An ongoing Asian arms race would have global economic implications:
“…an Asian arms race would almost certainly tackle some of the underlying causes of the long malaise in the Western economies. It would soak up much of the Asian ‘savings glut’ and the excess industrial capacity in China, and would help to narrow the perennial East-West trade gap.
“This would be an answer of sorts to the West’s ‘secular stagnation’ – to use the term of former US treasury secretary Larry Summers – or the liquidity trap as others call it.”
Evans-Pritchard emphasises the upside of this economic knock-on effect, but Western governments that continue to rely on Asian capital to fund their deficits will be in for a rude shock.
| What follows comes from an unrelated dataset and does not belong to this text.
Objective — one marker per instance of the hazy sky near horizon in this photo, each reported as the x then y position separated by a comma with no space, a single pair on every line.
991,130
Then there’s an even greater risk – the danger of a Cold War in the Far East that turns hot:
“I was shown detailed maps tracing movements of Chinese DDG warships and Yuan-class submarines that left me deeply alarmed over where this is going. Japanese officials said Chinese naval officers on patrol were not responding to normal signals.
“‘What we don’t know is whether Chinese officers follow any international code of conduct? Do they understand what is banned and not banned? Does the Communist Party control their own military?’ said one defence planner.”
This is scary stuff – and it gets scarier:
“There is no red telephone between Tokyo and Beijing to defuse a crisis if it erupts, nothing comparable to the Washington-Moscow ‘hotline’ during the Cold War.
“While the US and China were able to calm the waters after an American military jet collided with a Chinese fighter in 2002 – killing the Chinese pilot – it is unlikely that any such mishap between China and Japan could be contained at this stage.”
The relationship between China and Japan is only one source of potential danger. There’s also Taiwan, India, south east Asia and the Korean peninsula to factor in (and let’s not forget Russia, which borders on both China and North Korea).
There are those who think that the rise of Asia means that America will decline in global significance; but while we can expect an end to the unipolar world that has existed since the fall of the Berlin Wall, America – as the only plausible peace keeper – will become more important than ever.